While these policies are seldom the subject of court review, courts have expressly affirmed that non-enforcement is included within prosecutorial discretion. Three 1987 cases from the superior and appeals courts of Ontario and Quebec—Campbell, Harvey, and Faber—were plain in their affirmation that prosecutorial discretion is subject to censure only by the legislatures or Parliament. Even a blanket policy of non-enforcement will unlikely constitute “abuse of process or flagrant impropriety”. Cabinet collective responsibility enthusiasts, take note.
Because the logistical and financial burden of enforcing criminal law, and in particular, the Criminal Code, across Canada necessitates the participation of provincial attorneys-general, their prosecutorial discretion must be respected by the federal government. Considerable influence is afforded to provincial governments through the power of attorneys-general, allowing government preferences to modify federal policy.
Which brings us to Filmer, whose words began this article. Sir Robert is no nihilist; a profound belief in natural law of divine origin, to which princes and plebeians alike must be held, suffuses all his works. His point in the preface to The Anarchy is merely that human law is, au fonds, arbitrary, and must be so. The remaining questions are, who shall serve as an arbiter, by what means, and to what ends?

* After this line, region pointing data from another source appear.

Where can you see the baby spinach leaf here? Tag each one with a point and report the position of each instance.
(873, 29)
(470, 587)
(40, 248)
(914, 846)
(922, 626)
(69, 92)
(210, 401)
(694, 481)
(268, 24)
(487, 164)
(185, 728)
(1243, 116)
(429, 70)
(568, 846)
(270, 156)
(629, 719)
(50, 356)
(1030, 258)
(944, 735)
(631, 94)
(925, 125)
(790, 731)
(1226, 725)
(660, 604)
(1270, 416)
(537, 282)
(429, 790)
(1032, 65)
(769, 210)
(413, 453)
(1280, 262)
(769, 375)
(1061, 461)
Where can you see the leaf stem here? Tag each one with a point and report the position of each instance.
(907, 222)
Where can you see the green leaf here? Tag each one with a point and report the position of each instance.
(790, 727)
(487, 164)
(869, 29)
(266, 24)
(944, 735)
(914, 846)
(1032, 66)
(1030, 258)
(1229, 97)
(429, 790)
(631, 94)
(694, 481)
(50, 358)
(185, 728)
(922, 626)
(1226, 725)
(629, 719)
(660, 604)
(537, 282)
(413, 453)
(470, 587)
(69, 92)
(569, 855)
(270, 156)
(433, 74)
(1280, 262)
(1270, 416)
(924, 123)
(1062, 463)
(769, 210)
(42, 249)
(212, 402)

The evolution of both Canadian progressivism and federal-provincial relations throws these questions into stark relief. One federal law provides that none may take the life of an unborn child. Another imprisons fathers for refusing to accept false anthropologies inflicted on that child after birth. A province might choose to abrogate either, and in each case the action would be arbitrary.
Yet, the actions could hardly be further apart in moral foundation and effect. The former is abrogating justice, the latter injustice. If our political principles prevent our seeing this difference, we have already lost. We can gnash and wail about norms (long since abandoned by our opponents) and the spirit of the law (see previous set of brackets) when said opponents successfully employ nullification, or we can adapt.
I have significant reservations about any form of administrative nullification. It is a half measure, dependent on legal finesse, considerable guile, and the fickle nature of changes in government. So be it. Politics is a vulgar business, and perfect justice comes not in this world, nor by human hands. That lies elsewhere.
These complex questions about law, authority, and political power may soon be back in spotlight if Smith is elected leader of the UCP and in turn Alberta’s next premier and moves to bring expression to the Alberta Sovereignty Act.